NORTHBROOK, Ill.--(BUSINESS WIRE)--Marathon Pharmaceuticals, a biopharmaceutical company that develops new treatments for rare diseases, today announced that the U.S. Food and Drug Administration (FDA) has granted rare pediatric disease designation for deflazacort, a potential treatment for patients with Duchenne muscular dystrophy (DMD).
The rare pediatric disease designation supplements the Orphan Drug designation granted by the FDA in August 2013 for deflazacort in the treatment of patients with DMD. Marathon expects to submit a New Drug Application (NDA) for deflazacort, which also has Fast Track status, to the FDA in the first half of 2016.
The FDA defines a "rare pediatric disease" as a disease that affects fewer than 200,000 individuals in the U.S. primarily ages from birth to 18 years. Under the FDA's Rare Pediatric Disease Priority Review Voucher program, a sponsor who receives approval of an NDA or biologics license application (BLA) for a rare pediatric disease may be eligible for a voucher, which can be redeemed to obtain priority review for a subsequent marketing application for a different product.
DMD is a recessive X-linked form of muscular dystrophy, which results in muscle degeneration, difficulty walking and breathing, and ultimately death.1 Diagnosis typically occurs between the ages of 2 and 5 with progressive weakness leading to a loss of ambulation in the pre-teen to teenage years. Though DMD affects approximately 15,000 boys in the United States, there are currently no approved therapies for the disease in the U.S.2
The development of deflazacort is part of a broader effort by Marathon to provide treatment options for patients with DMD and other rare diseases. Additionally, Marathon is developing a national precision medicine program in partnership with leading patient advocacy, research and commercial organizations to accelerate research on treatments for DMD. This effort will launch in the first quarter of 2016.
About Marathon Pharmaceuticals
Marathon Pharmaceuticals, LLC, is a biopharmaceutical company that develops new treatments for rare diseases with a focus on providing medicine to patients who currently have no treatment options. The company is developing a pipeline of treatments for rare neurological and movement disorders. Marathon is headquartered in Northbrook, Illinois, with offices in Chicago, New Jersey and Washington D.C. For more information, visit www.marathonpharma.com.

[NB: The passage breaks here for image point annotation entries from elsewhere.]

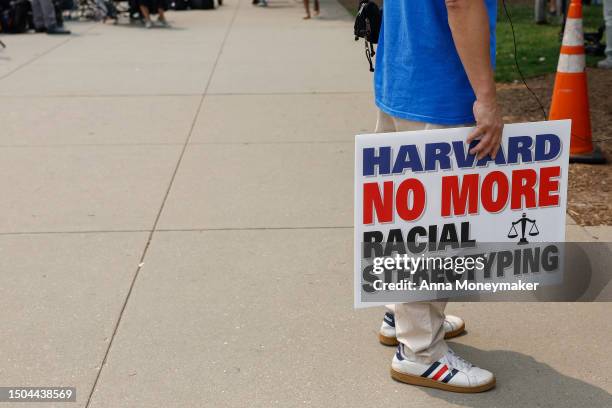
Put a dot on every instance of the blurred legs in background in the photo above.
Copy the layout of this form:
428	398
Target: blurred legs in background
307	7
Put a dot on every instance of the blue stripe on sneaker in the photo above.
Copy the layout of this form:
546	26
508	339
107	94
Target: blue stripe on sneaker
450	375
389	319
431	369
398	353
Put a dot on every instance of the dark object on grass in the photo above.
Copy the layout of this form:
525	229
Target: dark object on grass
203	4
179	4
592	42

Deflazacort is a glucocorticoid with anti-inflammatory and immunosuppressant properties.3 Based on published clinical studies, it appears that deflazacort may be an important treatment option for patients with DMD.4,5 The most common side effects reported in clinical trials include cushingoid appearance, hirsutism, weight gain, erythema, nasopharyngitis, irritability and cataract formation.
Deflazacort is currently not approved in the U.S. but is available outside the U.S. for many approved uses not including DMD. The FDA previously granted Fast Track status and Orphan Drug designation for deflazacort for the treatment of patients with DMD.
About Duchenne Muscular Dystrophy (DMD)
DMD occurs as a result of mutations (mainly deletions) in the dystrophin gene.1 These mutations lead to an absence of or defect in the protein dystrophin, which results in progressive muscle degeneration. The incidence is approximately 1 in 3,500 live male births.6 There is currently no cure for DMD.1,2,7 Treatment is generally aimed at controlling symptoms to maximize the quality of life.
1. Bushby K, Finkel R, Birnkrant DJ, et al. Diagnosis and management of Duchenne muscular dystrophy, part 1: diagnosis, and pharmacological and psychosocial management. Lancet Neurol. 2010 Jan;9(1):77-93.
2. Parent Project Muscular Dystrophy website. http://www.parentprojectmd.org/site/PageServer?pagename=CTCMD_cause. Accessed August 4, 2015.
3. Wong BL, Christopher C. Corticosteroids in Duchenne muscular dystrophy: a reappraisal. Journal of Child Neurology 2002;17(3):183–9.
4. Angelini C, Pegoraro E, Turella E, Intino MT, Pini A, Costa C. Deflazacort in Duchenne dystrophy: study of long-term effect. Muscle & Nerve 1994;17(4):386–91.
5. Brooke MH. A randomised trial of deflazacort and prednisone in Duchenne muscular dystrophy: efficacy and toxicity. Neurology 1996;46:A476.
6. Emery AE. Population frequencies of inherited neuromuscular diseases—a world survey. Neuromuscul Disord 1991;1:19–29.
7. Moxley RT, Ashwal S, Pandya S, et al. Practice parameter: Corticosteroid treatment of Duchenne dystrophy: Report of the Quality Standards Subcommittee of the American Academy of Neurology and the Practice Committee of the Child Neurology Society. Neurology 2005;64:13-20.